Who uses spread sheets? Spread sheets were originally designed for the accounting/financial departments in a business but now they are more widely available to the public. Spread sheet units are now taught in schools, colleges, universities and there are courses which are also available. Different people will use spread sheets for different tasks, for example a teacher will use a spread sheet to store grades where as an accountant would use it keep track of any sales that have been made.
How can spread sheets solve complex problems? Functions in a spread sheet can be used to solve some of the problems that a user might have, for example formulas can add, subtract, multiply or divide values from any number of cells in order to create a result in another cell. The mathematical rules of BODMAS/BIDMAS can be applied to a cell when it takes values from another cell or cells in the spread sheet. For example, =(((B2*G6)*(C3/D2)*0.2)-E3)

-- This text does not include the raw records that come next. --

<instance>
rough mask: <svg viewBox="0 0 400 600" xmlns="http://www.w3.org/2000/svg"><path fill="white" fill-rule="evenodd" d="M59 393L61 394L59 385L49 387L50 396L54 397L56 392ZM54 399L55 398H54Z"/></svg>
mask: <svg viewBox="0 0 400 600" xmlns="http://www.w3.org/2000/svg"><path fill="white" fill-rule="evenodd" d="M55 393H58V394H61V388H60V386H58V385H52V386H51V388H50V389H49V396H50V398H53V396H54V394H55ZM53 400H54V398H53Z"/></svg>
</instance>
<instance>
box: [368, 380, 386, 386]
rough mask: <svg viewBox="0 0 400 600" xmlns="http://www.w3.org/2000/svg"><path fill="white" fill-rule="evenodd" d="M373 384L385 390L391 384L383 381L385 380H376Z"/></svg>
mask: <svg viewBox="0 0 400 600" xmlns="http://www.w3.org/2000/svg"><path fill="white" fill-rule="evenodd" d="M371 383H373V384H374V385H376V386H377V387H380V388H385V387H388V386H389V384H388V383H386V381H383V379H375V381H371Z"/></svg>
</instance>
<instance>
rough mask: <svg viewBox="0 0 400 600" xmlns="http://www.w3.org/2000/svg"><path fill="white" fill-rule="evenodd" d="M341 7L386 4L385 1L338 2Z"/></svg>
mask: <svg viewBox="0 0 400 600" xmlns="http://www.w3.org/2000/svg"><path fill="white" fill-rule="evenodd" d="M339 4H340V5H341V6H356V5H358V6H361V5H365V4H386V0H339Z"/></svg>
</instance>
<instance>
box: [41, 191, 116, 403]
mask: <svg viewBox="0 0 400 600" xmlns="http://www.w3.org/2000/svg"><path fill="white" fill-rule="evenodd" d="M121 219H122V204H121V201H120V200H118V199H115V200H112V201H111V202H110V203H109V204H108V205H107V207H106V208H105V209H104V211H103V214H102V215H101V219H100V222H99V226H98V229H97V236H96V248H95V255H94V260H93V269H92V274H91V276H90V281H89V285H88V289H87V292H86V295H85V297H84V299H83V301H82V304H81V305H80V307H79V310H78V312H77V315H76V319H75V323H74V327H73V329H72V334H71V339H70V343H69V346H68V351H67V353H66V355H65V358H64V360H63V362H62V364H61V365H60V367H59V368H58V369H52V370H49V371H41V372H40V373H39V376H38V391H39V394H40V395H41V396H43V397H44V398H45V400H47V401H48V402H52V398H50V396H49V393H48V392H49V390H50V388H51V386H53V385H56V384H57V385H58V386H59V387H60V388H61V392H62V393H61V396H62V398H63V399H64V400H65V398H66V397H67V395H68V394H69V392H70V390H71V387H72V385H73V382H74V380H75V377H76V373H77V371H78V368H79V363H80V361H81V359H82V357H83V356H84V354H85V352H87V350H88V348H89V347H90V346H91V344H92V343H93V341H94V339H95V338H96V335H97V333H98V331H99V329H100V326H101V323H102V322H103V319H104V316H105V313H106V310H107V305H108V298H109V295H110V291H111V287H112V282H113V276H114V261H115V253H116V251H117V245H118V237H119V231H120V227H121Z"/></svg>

How can organisations use interpretation methods to analyse data? Businesses will often use spread sheets to forecast patterns and trends from a collection of data and spread sheets will often contain charts and graphs which will make this process easier. Data mining programs can be run using a spread sheet as a starting point, this allows business to extract groups of data which will allow them to better predict future sales. Predictive modelling can also be used to forecast sales.
How can organisations use interpretation methods to analyse data? (cont.) An example of this could be when a supermarket such as Sainsbury’s analyses their sales data to predict which alcoholic beverage will sell the most and which one will sell the least, in the coming months. Once they have predicted this information they can then take steps to increase their sales such as reducing the price of a drink that might sell more over the coming months and advertising drinks that aren’t doing as well.